Two militants dead, authorities suspect Pak-based outfits

March 13, 2013 12:10 pm | Updated November 17, 2021 05:03 am IST - Srinagar

In a fidayeen attack — occurring after three years — two militants and five CRPF personnel died and ten others sustained injuries on the National Highway Bypass in Bemina area of Srinagar on Wednesday. The officiating Inspector General of Police, Kashmir, Abdul Gani Mir said that two unidentified militants were gunned down after they attacked and killed the CRPF men on the playground of J&K Police Public School at Bemina around 10.45 a.m. He said six more paramilitary personnel and four civilians sustained injuries in the suicide attack, unprecedented in the State’s history of militancy in 23 years.

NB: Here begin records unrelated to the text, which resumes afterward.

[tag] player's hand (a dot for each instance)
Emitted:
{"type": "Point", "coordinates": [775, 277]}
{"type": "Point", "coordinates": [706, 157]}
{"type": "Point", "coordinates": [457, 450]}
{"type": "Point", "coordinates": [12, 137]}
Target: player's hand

Mr. Mir, who is currently IGP Crime in J&K and had arrived in Srinagar minutes before the shootout, said that the Police school had been already closed for Wednesday due to the separatists-sponsored call for shutdown. “Had the school been open, the toll would have been higher”, he told The Hindu . He was not sure about the number of the militants who carried out the attack at the ‘F’ company headquarters of CRPF 73 battalion but said that none other than the two militants was found dead or alive during the following cordon-and-search operation in the locality.

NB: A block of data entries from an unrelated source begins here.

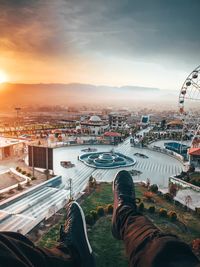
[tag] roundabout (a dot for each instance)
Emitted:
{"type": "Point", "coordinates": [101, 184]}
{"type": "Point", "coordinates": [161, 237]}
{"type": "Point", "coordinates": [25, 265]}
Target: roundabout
{"type": "Point", "coordinates": [107, 160]}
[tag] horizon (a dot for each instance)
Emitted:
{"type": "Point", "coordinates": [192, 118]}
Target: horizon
{"type": "Point", "coordinates": [133, 43]}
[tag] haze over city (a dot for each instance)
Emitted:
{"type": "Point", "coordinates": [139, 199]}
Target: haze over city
{"type": "Point", "coordinates": [112, 43]}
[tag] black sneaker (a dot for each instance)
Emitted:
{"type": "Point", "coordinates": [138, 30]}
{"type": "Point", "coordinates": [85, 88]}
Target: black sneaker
{"type": "Point", "coordinates": [124, 195]}
{"type": "Point", "coordinates": [74, 234]}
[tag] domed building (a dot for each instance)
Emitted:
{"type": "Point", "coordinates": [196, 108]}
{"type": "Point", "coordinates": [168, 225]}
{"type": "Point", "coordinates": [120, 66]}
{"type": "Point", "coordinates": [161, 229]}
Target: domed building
{"type": "Point", "coordinates": [95, 125]}
{"type": "Point", "coordinates": [95, 119]}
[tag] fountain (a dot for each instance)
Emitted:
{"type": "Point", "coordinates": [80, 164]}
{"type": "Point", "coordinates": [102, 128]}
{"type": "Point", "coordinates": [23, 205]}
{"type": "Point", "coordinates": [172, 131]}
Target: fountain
{"type": "Point", "coordinates": [107, 160]}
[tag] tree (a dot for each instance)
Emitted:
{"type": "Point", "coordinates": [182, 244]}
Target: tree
{"type": "Point", "coordinates": [173, 189]}
{"type": "Point", "coordinates": [188, 201]}
{"type": "Point", "coordinates": [154, 188]}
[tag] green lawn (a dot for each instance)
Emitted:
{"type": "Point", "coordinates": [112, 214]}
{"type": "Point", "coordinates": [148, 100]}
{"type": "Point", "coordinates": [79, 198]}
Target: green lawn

“Both the militants at the playground were killed and we have seized two of their AK-56 rifles besides some hand grenades along with their bodies. The area is now cleared for traffic”, Mr. Mir said. According to him, two young men wearing sports outfits and each carrying a sports bag had appeared at the playground and engaged the CRPF men in a ‘friendly cricket match’. A number of youth from the nearby localities were watching and playing the game when the two strangers suddenly took out their automatic rifles and attacked the unarmed paramilitary personnel.

“They lobbed grenades and sprayed bullets, killing five CRPF men. Even after others at the camp took positions and the young players ran for life, both the militants kept on firing in all directions. They were soon gunned down”, Mr. Mir said. He said that the militants were unidentified but the police had seized certain documents and other evidence from their belongings that could lead to their identification.

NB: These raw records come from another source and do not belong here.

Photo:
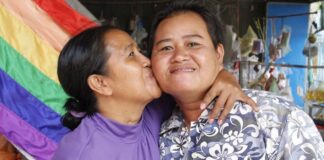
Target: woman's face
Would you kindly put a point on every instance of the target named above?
(184, 58)
(129, 72)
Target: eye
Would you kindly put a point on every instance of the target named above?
(131, 54)
(192, 44)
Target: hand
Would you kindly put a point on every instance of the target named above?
(228, 91)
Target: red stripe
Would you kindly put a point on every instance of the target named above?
(69, 19)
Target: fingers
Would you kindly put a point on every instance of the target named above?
(218, 106)
(228, 107)
(250, 102)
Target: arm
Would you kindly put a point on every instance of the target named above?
(228, 91)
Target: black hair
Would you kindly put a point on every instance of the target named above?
(205, 8)
(82, 56)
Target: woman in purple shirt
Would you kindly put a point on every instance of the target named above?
(111, 86)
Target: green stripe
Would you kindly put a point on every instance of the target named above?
(29, 77)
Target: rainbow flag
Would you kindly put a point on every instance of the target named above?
(32, 34)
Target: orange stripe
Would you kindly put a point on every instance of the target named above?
(65, 16)
(28, 44)
(39, 21)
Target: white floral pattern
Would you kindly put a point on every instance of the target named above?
(278, 131)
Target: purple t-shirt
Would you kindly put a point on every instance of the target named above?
(99, 138)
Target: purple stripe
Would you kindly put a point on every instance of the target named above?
(30, 109)
(25, 136)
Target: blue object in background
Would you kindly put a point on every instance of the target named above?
(298, 37)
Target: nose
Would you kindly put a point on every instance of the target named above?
(145, 61)
(180, 55)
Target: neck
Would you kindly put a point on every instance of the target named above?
(122, 111)
(190, 108)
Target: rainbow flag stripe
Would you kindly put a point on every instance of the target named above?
(32, 34)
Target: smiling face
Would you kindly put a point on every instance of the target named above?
(129, 72)
(184, 59)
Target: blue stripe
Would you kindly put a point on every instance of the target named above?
(30, 109)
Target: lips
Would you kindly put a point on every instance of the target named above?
(181, 69)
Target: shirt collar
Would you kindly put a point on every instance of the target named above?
(176, 120)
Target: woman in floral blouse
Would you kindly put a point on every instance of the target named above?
(187, 57)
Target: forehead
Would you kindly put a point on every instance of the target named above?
(117, 39)
(181, 22)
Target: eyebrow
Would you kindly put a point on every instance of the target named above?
(186, 36)
(128, 46)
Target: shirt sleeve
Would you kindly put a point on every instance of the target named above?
(301, 139)
(157, 111)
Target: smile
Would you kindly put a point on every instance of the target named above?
(180, 69)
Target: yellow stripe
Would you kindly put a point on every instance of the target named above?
(27, 43)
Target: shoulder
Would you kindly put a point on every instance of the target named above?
(72, 144)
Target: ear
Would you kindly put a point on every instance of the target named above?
(220, 53)
(100, 84)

In New Delhi, Home Secretary R.K. Singh said: “Prima facie, the terrorists appear to be from across the border and were Pakistani nationals”.

A caller who said his name was Baleeg-ud-din and claimed to be a Hizbul Mujahideen spokesman told a local news gathering agency that two militants of his organisation had carried out the attack. He reportedly warned that such attacks would continue in the future.

Senior officials, however, insisted that this could be an attempt to mislead the police and security forces as Hizbul Mujahideen in the past had publicly disapproved suicide attacks as “un-Islamic”. They said that only a few Pakistan-based jihadist outfits like Lashkar-e-Taiba and Jaish-e-Mohammad had carried out such strikes in J&K for over a decade of the prime of militancy before 2010. LeT, they said, was the first suspect. A suicide-type attack had left two employees of a hotel on the highway bypass dead in October 2012. The last of the 80 or so suicide strikes in the State had occurred at a hotel at the business nerve centre of Lalchowk in Srinagar in January 2010. Two militants and some policemen and civilians had died in the two-day-long operation.